(Reuters) - Plus500 Ltd (L:PLUSP) reported on Monday a near three-fold jump in first-half core earnings as geopolitical events resulted in higher-than-expected market volatility, but the online trading platform cautioned that regulatory changes would hurt its revenue in the near term.
Plus500 has started a process to look at whether its long-time customers could be reclassified as professional investors, and retain the right to trade using higher leverage, it said in a statement.
The move comes as global regulators crack down on online trading platforms to address concerns that high-risk speculative products are being offered to retail investors, leading to losses.
Plus500 provides an online platform for retail customers to trade contracts for differences (CFDs), which are instruments that facilitate bets on moves in share prices without having to buy the underlying stock.
The European Securities and Markets Authority (ESMA) has banned 'binary' options sales to retail clients and restrict the sales of CFDs to shield investors from deep losses.
"It is unlikely that the exceptional performance of H1 2018 will be repeated and the impact of rule changes will potentially affect less than half of EEA (European Economic Area) revenues (30 percent of group revenues) in the short term," the company said in a statement.
The company's earnings before interest, taxes, depreciation and amortisation (EBITDA) jumped to $349 million for six months ended June from $118.5 million a year earlier.
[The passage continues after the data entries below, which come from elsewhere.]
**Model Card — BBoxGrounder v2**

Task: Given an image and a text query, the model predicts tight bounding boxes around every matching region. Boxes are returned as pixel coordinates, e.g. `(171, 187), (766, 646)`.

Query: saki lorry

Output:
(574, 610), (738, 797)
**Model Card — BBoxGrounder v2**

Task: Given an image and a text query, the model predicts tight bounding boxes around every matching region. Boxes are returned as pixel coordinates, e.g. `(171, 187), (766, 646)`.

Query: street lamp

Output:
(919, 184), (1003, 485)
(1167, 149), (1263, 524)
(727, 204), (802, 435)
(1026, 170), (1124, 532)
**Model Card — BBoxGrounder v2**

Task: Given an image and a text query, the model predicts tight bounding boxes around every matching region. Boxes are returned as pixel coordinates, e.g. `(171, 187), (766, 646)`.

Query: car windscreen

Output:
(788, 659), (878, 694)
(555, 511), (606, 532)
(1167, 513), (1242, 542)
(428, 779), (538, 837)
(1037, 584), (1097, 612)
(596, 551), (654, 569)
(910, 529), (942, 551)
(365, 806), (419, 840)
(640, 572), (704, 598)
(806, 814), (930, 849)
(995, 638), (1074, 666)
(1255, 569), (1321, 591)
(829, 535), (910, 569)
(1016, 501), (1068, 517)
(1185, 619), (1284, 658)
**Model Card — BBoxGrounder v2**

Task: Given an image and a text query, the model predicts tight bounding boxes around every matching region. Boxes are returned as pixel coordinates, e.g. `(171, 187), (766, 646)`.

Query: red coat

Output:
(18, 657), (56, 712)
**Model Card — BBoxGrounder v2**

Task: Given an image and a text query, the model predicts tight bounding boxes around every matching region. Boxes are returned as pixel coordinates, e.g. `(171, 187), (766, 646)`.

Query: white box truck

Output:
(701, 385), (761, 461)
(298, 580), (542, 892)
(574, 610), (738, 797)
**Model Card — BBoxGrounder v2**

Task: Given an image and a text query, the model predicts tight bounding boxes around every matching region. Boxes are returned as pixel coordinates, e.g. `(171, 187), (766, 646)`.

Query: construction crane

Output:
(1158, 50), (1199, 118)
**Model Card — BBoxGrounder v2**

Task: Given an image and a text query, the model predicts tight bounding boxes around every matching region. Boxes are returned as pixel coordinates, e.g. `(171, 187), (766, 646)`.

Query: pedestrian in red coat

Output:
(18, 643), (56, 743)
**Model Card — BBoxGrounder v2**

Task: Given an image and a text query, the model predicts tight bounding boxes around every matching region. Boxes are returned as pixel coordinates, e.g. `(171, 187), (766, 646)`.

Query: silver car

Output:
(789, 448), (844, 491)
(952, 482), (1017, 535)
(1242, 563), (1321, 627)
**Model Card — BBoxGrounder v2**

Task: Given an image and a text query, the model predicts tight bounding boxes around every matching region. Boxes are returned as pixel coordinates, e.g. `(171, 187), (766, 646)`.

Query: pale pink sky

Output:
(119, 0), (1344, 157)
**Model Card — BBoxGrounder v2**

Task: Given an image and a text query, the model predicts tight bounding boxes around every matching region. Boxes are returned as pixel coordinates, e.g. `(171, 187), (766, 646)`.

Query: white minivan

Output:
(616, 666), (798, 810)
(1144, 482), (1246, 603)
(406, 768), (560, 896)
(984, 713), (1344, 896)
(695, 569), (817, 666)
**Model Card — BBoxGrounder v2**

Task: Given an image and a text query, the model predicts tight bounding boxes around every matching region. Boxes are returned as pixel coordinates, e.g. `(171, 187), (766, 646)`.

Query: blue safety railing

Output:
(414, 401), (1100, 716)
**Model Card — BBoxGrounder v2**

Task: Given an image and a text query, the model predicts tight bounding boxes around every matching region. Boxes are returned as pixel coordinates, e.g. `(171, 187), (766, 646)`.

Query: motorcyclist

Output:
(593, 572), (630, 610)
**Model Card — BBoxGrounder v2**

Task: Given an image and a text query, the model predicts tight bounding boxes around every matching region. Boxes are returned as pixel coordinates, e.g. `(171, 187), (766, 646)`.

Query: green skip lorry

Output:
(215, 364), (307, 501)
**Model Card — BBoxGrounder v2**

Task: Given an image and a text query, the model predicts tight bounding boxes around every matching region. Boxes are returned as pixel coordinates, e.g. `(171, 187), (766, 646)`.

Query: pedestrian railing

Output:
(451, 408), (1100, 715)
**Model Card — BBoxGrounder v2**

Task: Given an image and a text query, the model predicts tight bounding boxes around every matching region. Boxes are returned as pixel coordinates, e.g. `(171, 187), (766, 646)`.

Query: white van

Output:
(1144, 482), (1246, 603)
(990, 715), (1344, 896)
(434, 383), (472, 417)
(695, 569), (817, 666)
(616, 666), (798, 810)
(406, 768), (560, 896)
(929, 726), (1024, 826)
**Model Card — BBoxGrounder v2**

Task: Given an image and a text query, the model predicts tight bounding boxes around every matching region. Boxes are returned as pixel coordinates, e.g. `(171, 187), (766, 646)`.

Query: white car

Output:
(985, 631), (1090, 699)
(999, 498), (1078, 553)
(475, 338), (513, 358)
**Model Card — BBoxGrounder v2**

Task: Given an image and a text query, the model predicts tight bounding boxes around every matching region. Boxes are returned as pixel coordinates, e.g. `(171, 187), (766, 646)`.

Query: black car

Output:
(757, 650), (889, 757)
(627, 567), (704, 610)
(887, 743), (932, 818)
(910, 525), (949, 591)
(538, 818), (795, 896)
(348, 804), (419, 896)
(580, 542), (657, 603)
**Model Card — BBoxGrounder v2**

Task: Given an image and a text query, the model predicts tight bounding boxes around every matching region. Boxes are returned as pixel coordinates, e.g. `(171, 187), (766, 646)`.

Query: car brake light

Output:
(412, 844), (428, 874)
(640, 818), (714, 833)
Plus500, which is regulated in Britain, Australia, Cyprus, Israel, New Zealand, South Africa and Singapore, said trading in the third quarter had been in line with market expectations.
"Our expectations are that Plus500's outstanding momentum will deliver strong year-on-year growth in 2018, in line with the market expectations," Chief Executive Officer Asaf Elimelech said.
Plus500 added 94,148 new customers in the first half, up 75 percent from a year earlier. The number of active customers jumped 121 percent to 248,564 in the first half from a year earlier, while the average revenue per active user rose 12 percent to $1,873.
The Haifa, Israel-based company raised its full-year financial performance expectations twice in the last two months, saying it benefited from higher levels of market volatility stemming from U.S. import tariffs and high levels of trading in its cryptocurrency offering.